Türkiye halklarıyla, kadınlarla, gençlerle ve Kürt partileriyle ittifak gerçekleştirdiklerini söyleyen HDP Eşbaşkanı Pervin Buldan, bu ittifakın değerli bir ittifak olduğunu söyledi. Buldan, kalan kısa sürede yaygın bir seçim çalışması yürüteceklerini belirtti
Halkların Demokratik Partisi (HDP) Eş Genel Başkanı Pervin Buldan, milletvekilleri adaylarının tanıtımı ardından geldiği Diyarbakır’da, partisinin uzun süredir üzerinde çalıştığı “Kürt Sorununa Demokratik Çözüm Deklarasyonunu” kamuoyuna açıkladı. Neden iki farklı seçim bildirgesi yayınladıklarına dair soruları yanıtlayan Buldan, Türkiye’nin batısında yaptıkları ittifaklar nedeniyle, Türkiye’nin hassasiyetlerini göz önünde bulunduran bir bildirge yayınladıklarını belirti.
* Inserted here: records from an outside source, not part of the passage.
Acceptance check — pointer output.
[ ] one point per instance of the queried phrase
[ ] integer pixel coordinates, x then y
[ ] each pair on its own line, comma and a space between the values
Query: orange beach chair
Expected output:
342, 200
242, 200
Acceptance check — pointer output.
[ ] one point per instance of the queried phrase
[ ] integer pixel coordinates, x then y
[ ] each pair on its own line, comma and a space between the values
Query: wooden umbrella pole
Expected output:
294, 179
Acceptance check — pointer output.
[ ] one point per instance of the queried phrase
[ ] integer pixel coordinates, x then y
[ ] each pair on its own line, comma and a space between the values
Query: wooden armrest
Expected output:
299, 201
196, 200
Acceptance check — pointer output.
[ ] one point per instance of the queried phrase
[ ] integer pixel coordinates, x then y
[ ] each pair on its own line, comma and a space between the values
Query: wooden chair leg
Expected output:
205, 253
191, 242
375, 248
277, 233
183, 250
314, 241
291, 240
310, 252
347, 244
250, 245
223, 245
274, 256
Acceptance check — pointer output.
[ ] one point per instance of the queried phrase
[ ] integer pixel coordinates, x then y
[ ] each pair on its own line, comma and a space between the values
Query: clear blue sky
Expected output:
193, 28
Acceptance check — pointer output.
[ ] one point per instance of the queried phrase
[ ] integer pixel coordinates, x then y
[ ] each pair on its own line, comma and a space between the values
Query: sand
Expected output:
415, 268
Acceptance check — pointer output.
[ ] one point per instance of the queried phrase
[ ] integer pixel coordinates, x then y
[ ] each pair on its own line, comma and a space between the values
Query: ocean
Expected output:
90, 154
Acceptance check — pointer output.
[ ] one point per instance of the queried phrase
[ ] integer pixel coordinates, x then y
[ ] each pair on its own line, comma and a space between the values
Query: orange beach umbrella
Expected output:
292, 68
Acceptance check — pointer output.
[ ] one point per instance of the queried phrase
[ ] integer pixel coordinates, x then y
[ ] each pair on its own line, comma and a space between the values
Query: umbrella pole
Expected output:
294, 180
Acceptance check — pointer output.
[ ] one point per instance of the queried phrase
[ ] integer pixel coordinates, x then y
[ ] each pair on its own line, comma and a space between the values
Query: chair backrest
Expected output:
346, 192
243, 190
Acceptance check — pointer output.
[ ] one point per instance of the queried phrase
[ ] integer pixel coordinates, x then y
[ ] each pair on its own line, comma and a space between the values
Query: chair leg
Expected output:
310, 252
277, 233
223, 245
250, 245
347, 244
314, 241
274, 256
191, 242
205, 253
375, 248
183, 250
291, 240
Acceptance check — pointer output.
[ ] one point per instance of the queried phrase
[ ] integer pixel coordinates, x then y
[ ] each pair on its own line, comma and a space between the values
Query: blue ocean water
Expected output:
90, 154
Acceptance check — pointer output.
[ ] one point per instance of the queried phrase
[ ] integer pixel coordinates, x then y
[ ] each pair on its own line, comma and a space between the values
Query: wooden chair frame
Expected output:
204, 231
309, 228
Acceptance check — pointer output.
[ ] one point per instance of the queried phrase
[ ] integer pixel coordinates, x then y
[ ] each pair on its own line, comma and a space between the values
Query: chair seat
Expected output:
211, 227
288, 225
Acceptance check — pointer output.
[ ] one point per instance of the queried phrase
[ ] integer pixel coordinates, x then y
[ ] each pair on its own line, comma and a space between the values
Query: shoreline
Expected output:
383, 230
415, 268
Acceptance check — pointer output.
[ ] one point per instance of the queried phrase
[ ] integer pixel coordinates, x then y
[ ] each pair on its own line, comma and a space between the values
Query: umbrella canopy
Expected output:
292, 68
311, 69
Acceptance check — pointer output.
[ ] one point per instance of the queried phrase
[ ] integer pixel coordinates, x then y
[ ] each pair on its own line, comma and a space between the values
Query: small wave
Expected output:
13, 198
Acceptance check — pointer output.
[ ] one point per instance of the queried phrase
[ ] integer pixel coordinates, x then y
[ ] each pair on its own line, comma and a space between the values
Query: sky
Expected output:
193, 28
Bu bildirgede de Kürt sorununa yer verdiklerini, ancak kapsamlı bir bildirgeyi ayrıca hazırlayıp Diyarbakır’da açıklamayı uygun gördüklerini belirterek, iki deklarasyonu birlikte değerlendirmek gerektiğini söyledi.
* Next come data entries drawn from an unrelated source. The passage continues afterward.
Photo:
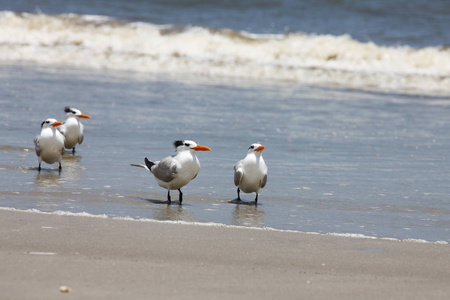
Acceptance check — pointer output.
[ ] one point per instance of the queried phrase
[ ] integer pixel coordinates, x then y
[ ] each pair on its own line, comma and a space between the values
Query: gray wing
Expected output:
37, 146
165, 170
264, 181
238, 174
81, 136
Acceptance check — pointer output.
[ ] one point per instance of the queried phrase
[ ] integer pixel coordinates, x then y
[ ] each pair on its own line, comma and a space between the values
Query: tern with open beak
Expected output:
49, 144
174, 172
250, 174
72, 129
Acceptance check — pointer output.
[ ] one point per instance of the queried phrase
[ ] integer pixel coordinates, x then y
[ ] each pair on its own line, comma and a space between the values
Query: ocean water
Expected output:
350, 99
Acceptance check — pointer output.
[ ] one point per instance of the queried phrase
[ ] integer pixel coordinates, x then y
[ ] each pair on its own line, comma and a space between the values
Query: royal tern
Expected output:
72, 129
250, 174
49, 144
174, 172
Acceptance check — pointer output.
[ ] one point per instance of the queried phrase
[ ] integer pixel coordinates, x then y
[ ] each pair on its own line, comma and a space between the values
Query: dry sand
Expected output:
97, 258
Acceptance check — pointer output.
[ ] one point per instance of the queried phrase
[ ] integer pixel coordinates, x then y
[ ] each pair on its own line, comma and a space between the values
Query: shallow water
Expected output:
343, 161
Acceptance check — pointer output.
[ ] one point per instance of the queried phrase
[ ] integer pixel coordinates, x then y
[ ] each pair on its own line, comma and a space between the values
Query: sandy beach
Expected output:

Buldan, Diyarbakır’da açıkladıkları deklarasyonda Kürt halkının yaşadığı sorunlara ve taleplerine yer verdiklerini belirterek, “Kürt sorunun çözümünde muhatap olan kişileri de ifade etmeye çalıştık. Zaman zaman sorunun çözümüne yönelik başlatılan girişimlerin sonuçsuz kaldığını ancak HDP olarak sorunun çözümü noktasında bir kez daha rol alacağımızı ifade ettik. Açıkladığımız deklarasyonun bu anlamda çok kıymetli olduğunu bir kez daha ifade etmek istiyorum” dedi.
Deklarasyonda önemle vurgulanan Kürt Ulusal Birliği’nin alt yapısının hazır olup olmadığına dair Buldan şunları söyledi: “Bir alt yapı var, çok önemli çalışmalar da yapıldı. Biz HDP olarak 11 Şubat tarihinde gerçekleştirdiğimiz büyük kongremizle birlikte bu meseleyi bir kez daha gündemimize aldık. İlk yaptığımız ziyaret Güney Kürdistan’a oldu. Kürdistani partilerle yaptığımız görüşmelerde Kürt halkının ulusal birliğinin aslında bu dönem açısından büyük ihtiyaç olduğu öne çıktı. Yaptığımız her görüşmede aynı tutum ortaya çıktı. Kürt halkının ulusal birliğinin sağlanması gerektiği ifade edildi. Yaşanan tıkanıklıkları aşmak gibi zorunluluğumuz var.” 24 Haziran seçimlerinin önemini vurgulayan HDP Eşbaşkanı bu vesileyle ittifakın bir zemine kavuşa bileceğini, seçimler de Kürt halkının birlikteliği sağlanırsa bununu seçim sonrası bütün alanlara yayma imkânına kavuşacaklarını belirti. Buldan, Diyarbakır’da Kürt partileri ile görüşmelerini sürdüreceklerini belirtti.
Seçim çalışmaları ile ilgili bilgi veren Pervin Buldan, Ardahan’dan Edirne’ye kadar Türkiye’nin birçok yerinde halk buluşmaları ve kadın buluşmaları gerçekleştireceklerini belirterek, “Milletvekilli adaylarımızın ev ev, mahalle mahalle gezerek her kesime ulaşması yönünde geniş bir program çıkardık. Bizlerin de özellikle büyük mitinglerle Türkiye’nin her yerine ulaşmak, sözümüzü söylemek ve iktidara geldiğimiz zaman yapacaklarımızı Türkiye kamuoyu ile paylaşma hedefimiz var” dedi.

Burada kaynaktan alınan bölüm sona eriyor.